Patients aged >or=18 years with >or=1 claim for an immunosuppressive/disease-modifying antirheumatic drug, antimalarial agent, NSAID/cyclooxygenase-2 inhibitor, or other SLE-related treatment (eg, opioid and combination analgesic, antianxiety agent, antihyperlipidemic agent, antihypertensive agent, bisphosphonate, vitamin D) dated between January 1, 2007, and December 31, 2007, were identified using a nationally representative, US commercial insurance claims database. The date of the first dispensation of the treatment represented the index date. Patients were required to have >or=2 claims containing a diagnosis of SLE during a 6-month preindex period through 3 months postindex and to have continuous health plan enrollment for 6 months before and 12 months after the index date. Patients with >or=1 claim containing a diagnosis of nephritis during the preindex period were identified. Health care resource utilization and direct medical care cost data were assessed over a period of 12 months; paid amounts were used as a proxy for costs and were expressed in year-2008 US dollars.
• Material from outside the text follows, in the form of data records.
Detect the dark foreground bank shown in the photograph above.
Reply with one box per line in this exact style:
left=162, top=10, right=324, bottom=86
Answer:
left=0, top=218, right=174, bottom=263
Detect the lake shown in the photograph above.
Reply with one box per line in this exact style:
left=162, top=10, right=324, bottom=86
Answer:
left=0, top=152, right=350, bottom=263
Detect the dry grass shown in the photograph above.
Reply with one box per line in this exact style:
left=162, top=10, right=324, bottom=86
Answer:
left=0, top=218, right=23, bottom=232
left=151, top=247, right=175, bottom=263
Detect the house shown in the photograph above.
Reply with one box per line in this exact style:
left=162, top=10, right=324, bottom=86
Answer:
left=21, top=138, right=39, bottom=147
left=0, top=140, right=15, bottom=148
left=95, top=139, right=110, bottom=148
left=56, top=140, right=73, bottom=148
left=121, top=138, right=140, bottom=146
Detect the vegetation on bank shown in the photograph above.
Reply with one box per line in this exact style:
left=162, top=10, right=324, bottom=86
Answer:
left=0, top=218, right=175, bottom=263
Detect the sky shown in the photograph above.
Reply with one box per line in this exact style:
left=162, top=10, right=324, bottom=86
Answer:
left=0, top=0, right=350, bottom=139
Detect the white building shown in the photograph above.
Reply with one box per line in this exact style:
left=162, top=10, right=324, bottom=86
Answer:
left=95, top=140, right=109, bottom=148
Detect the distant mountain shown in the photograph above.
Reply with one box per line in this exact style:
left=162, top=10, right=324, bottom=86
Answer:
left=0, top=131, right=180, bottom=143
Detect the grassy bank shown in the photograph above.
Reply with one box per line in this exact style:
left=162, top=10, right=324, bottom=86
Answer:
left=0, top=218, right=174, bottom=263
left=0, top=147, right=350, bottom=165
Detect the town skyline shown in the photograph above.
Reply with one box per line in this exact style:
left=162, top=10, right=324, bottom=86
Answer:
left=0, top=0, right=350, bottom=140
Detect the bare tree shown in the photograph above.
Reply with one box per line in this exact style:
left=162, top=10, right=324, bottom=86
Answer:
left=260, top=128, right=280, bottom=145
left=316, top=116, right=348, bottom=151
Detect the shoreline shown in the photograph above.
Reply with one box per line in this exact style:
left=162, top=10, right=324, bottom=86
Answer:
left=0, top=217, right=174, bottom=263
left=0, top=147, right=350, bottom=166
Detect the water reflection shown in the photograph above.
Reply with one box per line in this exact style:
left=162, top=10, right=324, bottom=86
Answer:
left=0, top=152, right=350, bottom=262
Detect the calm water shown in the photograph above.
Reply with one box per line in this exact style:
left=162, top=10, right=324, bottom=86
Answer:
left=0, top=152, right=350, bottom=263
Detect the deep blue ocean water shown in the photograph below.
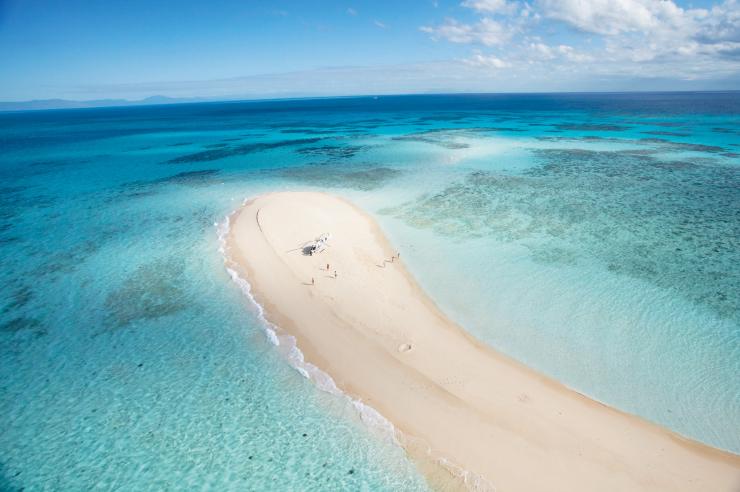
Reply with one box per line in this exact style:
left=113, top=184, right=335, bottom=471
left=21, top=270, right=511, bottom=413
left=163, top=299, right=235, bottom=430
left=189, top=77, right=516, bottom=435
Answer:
left=0, top=92, right=740, bottom=490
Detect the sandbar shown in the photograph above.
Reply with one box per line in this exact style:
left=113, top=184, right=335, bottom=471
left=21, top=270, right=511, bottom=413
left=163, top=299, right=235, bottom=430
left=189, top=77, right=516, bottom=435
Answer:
left=226, top=192, right=740, bottom=492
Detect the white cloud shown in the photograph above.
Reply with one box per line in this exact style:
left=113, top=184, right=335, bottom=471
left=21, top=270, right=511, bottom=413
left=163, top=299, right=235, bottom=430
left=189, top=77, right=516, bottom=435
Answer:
left=538, top=0, right=668, bottom=35
left=421, top=17, right=513, bottom=46
left=422, top=0, right=740, bottom=80
left=463, top=53, right=511, bottom=69
left=460, top=0, right=517, bottom=14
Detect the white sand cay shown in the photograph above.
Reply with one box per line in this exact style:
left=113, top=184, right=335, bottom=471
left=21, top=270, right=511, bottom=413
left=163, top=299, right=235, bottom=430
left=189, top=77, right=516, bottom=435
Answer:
left=228, top=193, right=740, bottom=492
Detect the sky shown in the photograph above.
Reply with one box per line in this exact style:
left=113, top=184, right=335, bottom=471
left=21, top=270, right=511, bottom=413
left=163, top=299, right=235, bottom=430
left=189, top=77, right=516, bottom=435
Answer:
left=0, top=0, right=740, bottom=101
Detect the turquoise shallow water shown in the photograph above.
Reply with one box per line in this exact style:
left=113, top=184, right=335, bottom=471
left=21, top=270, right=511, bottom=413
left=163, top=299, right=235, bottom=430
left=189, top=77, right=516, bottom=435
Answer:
left=0, top=93, right=740, bottom=490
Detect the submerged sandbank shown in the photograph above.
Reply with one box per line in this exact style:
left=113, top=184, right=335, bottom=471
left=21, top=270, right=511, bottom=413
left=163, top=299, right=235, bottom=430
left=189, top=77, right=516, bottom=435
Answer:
left=227, top=192, right=740, bottom=491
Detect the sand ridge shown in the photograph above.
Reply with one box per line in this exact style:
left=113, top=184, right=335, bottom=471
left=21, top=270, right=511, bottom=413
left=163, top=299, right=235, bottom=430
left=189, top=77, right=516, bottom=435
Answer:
left=227, top=192, right=740, bottom=491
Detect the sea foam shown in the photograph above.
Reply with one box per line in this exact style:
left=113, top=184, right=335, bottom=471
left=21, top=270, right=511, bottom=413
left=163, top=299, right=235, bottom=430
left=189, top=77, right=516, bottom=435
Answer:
left=214, top=206, right=496, bottom=492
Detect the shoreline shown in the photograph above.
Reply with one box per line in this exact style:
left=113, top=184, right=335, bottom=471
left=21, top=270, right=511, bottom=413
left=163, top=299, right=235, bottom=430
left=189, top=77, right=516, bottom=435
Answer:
left=224, top=192, right=740, bottom=490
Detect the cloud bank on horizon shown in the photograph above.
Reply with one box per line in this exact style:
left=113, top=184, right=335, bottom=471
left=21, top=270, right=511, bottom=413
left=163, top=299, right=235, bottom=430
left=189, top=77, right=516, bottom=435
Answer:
left=0, top=0, right=740, bottom=100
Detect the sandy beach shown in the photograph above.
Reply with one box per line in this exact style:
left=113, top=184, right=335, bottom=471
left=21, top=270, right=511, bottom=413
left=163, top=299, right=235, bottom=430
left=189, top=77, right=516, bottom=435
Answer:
left=227, top=192, right=740, bottom=491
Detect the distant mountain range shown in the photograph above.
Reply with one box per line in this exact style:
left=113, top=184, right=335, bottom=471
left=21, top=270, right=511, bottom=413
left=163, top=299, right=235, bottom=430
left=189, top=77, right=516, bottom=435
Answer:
left=0, top=96, right=210, bottom=111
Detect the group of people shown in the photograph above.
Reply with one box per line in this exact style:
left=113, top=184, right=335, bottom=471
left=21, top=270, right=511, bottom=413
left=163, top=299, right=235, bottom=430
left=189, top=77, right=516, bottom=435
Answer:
left=311, top=251, right=401, bottom=285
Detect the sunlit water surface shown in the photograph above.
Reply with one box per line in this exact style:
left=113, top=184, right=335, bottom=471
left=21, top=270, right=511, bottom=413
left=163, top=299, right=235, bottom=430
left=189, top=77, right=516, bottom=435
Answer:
left=0, top=93, right=740, bottom=491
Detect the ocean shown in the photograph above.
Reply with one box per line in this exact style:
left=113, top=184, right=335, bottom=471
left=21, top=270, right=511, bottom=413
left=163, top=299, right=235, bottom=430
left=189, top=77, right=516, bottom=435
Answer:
left=0, top=92, right=740, bottom=491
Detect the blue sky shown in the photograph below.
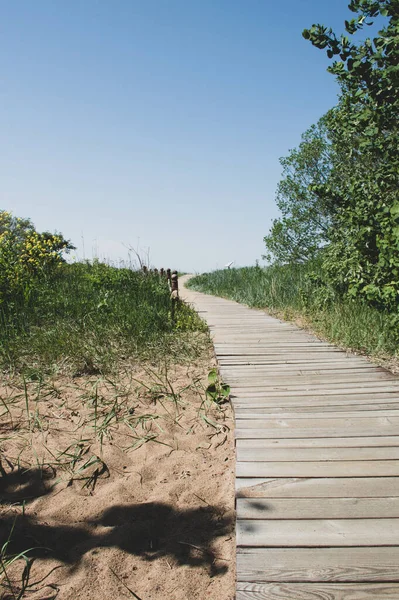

A total of 15,590 patients with SLE were identified (13,828 women, 1762 men; mean age, 48 years); 1068 (6.9%) had a history of nephritis. The mean age of patients with SLE without nephritis was significantly greater compared with the group with nephritis (47.9 vs 46.5 years, respectively; P < 0.001), and a greater proportion of this group were women (89.0% vs 84.7%; P < 0.001). Over a period of 12 months, 30.3% of patients with nephritis were hospitalized compared with 13.6% of those without nephritis (P < 0.001); the mean lengths of hospital stays were 16.52 and 9.69 days (P < 0.001) in patients with and without nephritis, respectively. Patients with nephritis also underwent more outpatient laboratory tests (mean, 64.42 vs 30.96; P < 0.001) and had a significantly higher mean number of intravenous infusions (mean, 1.7 vs 1.1; P < 0.001), and total 12-month follow-up costs were significantly greater in patients with nephritis compared with those without nephritis (mean, $30,652 vs $12,029; P < 0.001). Costs associated with inpatient and outpatient care were 252% and 146% higher in patients with SLE with nephritis, respectively. Outpatient costs were associated with approximately half of the total costs in patients with or without nephritis; pharmacy costs accounted for 20% of the total costs in patients with SLE and nephritis and 27% of total costs among those without nephritis. Significantly higher costs also were found in patients with nephritis when only SLE-related costs were assessed and after differences in patient characteristics and comorbidities were adjusted through multivariate analyses (all, P < 0.05).
The present data analysis found that patients with SLE with nephritis consumed significantly more health care resources, with >2.5-fold the costs, compared with those without nephritis. The majority (84%) of added costs were attributable to inpatient hospitalizations and outpatient services, and 16% were attributable to pharmacy services.